Late December and Mother Nature sprawls unconscious, magnificently exhausted by her nine-month orgy of blossom and bloom. Many gardeners use this time of respite as a period of reflection, a time to review the successes and failures of the previous year and to plan for the next. These ‘gardeners’ think that because not much is growing, and because they’ve worked so very hard all year long, that somehow they are entitled to sneak inside, to sip full-fat milk and flip through seed catalogues. This is not so. When you sell your soul to the garden you reap the rewards in balmy summer, and in the frigid winter, you pay. To be a real gardener requires at least a show of year-round faith, even in February.
But how to reconcile the need for sacrifice with mans desire not to get depressed and really cold? Impossible? No! As the botanical Prometheus I here defy the gods of horticulture and bring you the secret to enjoyable winter gardening. No longer will you spend the months of penance defrosting borders with a hairdryer. No longer will your hands freeze to your gloves and your gloves freeze to your wheelbarrow and your carpet get ruined. No longer will each day end with a tearful promise never to garden again. I bring you fire. A bonfire.
A bonfire is to midwinter as a picnic is to midsummer; it is a spontaneous outpouring of lust life and lemonade. Like picnics, bonfires should not be overly planned they should just happen. Bonfires clear gardens without requiring any conscious effort, who doesn’t remember running around their parents’ garden joyously pulling up sticks and benches and watering cans to throw into the fire.

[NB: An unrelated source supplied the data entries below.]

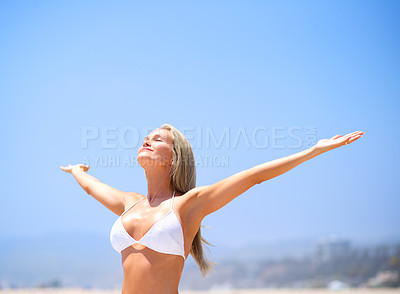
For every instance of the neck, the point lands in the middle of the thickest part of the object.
(158, 183)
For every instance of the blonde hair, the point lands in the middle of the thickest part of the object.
(183, 179)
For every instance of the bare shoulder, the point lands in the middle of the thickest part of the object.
(132, 197)
(192, 193)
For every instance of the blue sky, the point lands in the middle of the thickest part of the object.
(279, 67)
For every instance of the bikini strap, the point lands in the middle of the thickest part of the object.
(133, 205)
(172, 201)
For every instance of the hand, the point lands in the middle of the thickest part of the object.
(324, 145)
(69, 168)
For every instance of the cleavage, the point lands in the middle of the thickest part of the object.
(138, 223)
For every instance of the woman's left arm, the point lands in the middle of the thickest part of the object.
(213, 197)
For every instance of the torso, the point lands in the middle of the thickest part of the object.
(148, 271)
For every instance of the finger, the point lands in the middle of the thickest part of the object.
(354, 138)
(355, 133)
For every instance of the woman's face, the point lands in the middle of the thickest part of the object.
(156, 149)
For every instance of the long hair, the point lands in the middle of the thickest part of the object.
(183, 179)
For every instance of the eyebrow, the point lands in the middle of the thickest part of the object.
(156, 135)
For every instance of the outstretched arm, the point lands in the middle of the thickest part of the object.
(110, 197)
(213, 197)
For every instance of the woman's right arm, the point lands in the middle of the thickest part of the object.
(110, 197)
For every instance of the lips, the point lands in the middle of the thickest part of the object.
(148, 149)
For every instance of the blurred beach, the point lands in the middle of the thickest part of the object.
(233, 291)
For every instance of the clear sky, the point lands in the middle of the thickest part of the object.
(278, 72)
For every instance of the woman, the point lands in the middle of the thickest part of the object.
(156, 233)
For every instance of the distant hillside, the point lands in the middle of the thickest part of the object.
(88, 260)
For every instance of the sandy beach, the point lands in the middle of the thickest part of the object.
(238, 291)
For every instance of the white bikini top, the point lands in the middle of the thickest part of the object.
(165, 236)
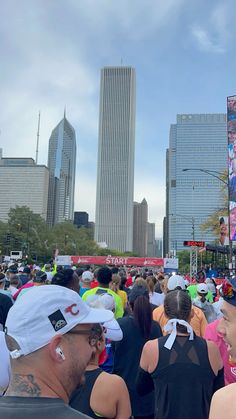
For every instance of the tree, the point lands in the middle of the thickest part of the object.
(28, 231)
(212, 222)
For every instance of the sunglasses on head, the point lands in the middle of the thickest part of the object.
(94, 334)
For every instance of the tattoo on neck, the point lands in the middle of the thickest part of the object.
(24, 386)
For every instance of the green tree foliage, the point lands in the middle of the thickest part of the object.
(30, 233)
(212, 222)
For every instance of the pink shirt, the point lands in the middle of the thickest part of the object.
(213, 335)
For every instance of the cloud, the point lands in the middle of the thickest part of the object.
(153, 190)
(204, 41)
(136, 19)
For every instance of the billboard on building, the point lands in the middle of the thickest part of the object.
(231, 128)
(224, 231)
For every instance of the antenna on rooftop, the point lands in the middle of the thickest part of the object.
(37, 146)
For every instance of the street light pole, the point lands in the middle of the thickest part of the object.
(193, 250)
(218, 175)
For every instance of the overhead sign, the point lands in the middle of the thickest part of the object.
(63, 260)
(171, 263)
(194, 243)
(117, 260)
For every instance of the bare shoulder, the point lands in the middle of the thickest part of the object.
(224, 403)
(110, 380)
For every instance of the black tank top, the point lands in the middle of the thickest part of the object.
(183, 379)
(80, 399)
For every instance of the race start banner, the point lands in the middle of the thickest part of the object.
(116, 260)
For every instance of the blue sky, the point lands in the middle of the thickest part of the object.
(51, 55)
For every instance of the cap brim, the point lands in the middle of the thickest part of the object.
(97, 315)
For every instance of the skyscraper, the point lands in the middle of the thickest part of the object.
(22, 183)
(197, 141)
(61, 164)
(115, 173)
(140, 233)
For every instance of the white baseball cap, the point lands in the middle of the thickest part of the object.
(176, 281)
(87, 276)
(112, 330)
(46, 311)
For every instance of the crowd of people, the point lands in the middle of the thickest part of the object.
(115, 343)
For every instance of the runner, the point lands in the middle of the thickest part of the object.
(137, 329)
(224, 401)
(104, 277)
(51, 338)
(102, 395)
(198, 321)
(184, 369)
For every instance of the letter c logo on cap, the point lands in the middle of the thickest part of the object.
(71, 310)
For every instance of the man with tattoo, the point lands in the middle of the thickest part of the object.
(51, 337)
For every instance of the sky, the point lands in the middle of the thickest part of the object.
(52, 52)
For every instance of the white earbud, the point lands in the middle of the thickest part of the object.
(60, 353)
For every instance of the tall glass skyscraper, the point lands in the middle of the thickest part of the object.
(197, 141)
(62, 165)
(115, 173)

Light a bonfire in your garden and before you know it every scrap of rubbish will have been burned, it’s just such good fun to burn things.

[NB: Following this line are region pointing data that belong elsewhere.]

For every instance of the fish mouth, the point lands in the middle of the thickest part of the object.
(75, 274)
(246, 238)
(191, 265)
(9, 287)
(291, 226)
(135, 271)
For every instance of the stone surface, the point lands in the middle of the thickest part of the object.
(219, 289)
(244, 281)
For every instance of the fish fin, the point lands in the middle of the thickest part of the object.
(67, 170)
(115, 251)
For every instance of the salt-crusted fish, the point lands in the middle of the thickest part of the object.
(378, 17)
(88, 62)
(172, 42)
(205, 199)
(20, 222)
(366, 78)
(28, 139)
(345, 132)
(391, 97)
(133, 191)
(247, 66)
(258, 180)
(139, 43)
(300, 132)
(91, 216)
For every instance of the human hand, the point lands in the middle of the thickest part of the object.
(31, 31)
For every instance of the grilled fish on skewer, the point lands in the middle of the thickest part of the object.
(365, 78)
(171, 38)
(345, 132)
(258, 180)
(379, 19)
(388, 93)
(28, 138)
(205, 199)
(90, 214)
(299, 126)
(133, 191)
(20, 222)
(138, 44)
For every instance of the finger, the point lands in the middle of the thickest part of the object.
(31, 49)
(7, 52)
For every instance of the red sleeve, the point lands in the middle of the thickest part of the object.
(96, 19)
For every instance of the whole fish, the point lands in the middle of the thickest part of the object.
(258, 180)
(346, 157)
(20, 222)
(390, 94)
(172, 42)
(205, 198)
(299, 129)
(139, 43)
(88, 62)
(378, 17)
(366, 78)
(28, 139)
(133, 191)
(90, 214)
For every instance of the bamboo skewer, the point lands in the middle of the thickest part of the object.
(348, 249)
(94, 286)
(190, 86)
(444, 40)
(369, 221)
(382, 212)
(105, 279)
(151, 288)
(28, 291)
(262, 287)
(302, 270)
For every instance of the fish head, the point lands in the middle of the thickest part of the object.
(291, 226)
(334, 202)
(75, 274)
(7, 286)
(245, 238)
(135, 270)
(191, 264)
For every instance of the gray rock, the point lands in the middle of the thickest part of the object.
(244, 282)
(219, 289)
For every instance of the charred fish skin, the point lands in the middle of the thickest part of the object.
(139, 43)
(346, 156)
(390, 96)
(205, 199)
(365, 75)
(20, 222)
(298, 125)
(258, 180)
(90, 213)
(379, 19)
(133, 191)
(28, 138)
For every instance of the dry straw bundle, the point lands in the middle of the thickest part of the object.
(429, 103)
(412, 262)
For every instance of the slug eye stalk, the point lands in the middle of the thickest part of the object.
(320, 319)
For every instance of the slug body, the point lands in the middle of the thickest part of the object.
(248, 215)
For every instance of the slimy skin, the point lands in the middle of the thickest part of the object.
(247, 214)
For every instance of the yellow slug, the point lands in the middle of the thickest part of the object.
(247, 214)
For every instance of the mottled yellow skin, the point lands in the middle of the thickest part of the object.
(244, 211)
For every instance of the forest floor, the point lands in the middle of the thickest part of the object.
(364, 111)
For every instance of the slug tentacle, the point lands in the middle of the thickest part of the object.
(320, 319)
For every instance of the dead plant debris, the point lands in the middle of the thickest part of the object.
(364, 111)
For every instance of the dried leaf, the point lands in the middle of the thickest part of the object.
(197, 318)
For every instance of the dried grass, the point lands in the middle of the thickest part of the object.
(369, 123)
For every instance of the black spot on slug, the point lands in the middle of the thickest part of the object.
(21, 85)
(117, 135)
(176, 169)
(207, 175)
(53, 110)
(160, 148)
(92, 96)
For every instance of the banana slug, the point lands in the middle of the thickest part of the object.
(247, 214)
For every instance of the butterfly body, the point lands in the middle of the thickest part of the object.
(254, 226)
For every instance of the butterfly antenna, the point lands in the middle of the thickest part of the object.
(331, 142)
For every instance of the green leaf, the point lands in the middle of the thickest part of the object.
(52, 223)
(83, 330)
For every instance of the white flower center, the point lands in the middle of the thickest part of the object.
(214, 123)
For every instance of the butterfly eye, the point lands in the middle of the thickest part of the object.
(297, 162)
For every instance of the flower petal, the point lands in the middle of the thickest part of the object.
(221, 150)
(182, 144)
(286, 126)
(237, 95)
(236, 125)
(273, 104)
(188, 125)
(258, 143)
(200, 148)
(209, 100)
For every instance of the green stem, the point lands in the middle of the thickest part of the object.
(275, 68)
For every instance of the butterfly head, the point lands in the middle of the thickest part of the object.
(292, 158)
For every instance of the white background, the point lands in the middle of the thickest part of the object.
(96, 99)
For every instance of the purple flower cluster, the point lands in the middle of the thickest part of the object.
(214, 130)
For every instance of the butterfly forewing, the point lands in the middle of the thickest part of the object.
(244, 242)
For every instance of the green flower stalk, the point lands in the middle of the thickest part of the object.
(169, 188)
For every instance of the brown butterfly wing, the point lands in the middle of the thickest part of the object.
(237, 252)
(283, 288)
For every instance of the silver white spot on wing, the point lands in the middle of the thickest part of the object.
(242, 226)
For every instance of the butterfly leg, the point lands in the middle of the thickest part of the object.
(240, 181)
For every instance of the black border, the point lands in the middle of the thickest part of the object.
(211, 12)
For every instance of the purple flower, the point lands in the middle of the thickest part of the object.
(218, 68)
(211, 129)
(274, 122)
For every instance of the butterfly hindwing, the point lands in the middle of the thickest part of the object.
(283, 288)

As well as providing some valuable outside hours for the winter gardener, bonfires provide social relief for the usually solitary horticulturalist. My friends rarely seem enthusiastic when I call them to say ‘hey I’m about to mow the lawn. Do you fancy coming along?’ and those that do turn up to watch only do so out of a sense of obligation. But if I telephone with the promise of fire an exited turnout is almost guaranteed. Bonfires also give off a lovely woody smoky aroma that clings to spectators and means that you can smoke cigarettes without my girlfriend finding out.
So this winter don’t give up on gardening, just light a bonfire, open a bottle of red wine and try to convince yourself its hard work.

lol are you sure it’s the bonfire that makes them come help? With me it’s never the fire really, but the beer I must promise to go with it. Nevertheless, it does get the dead stuff gone in a hurry after a storm, especially up in the frozen north.
The pong of bonfire smoke yells its own story too. On the one hand the evocative and festive aroma of shed Christmas tree branches blazing; on the other, a bundle of power-cable off-cuts de-plasticked (environmentally non-PC), for taking down to the totters.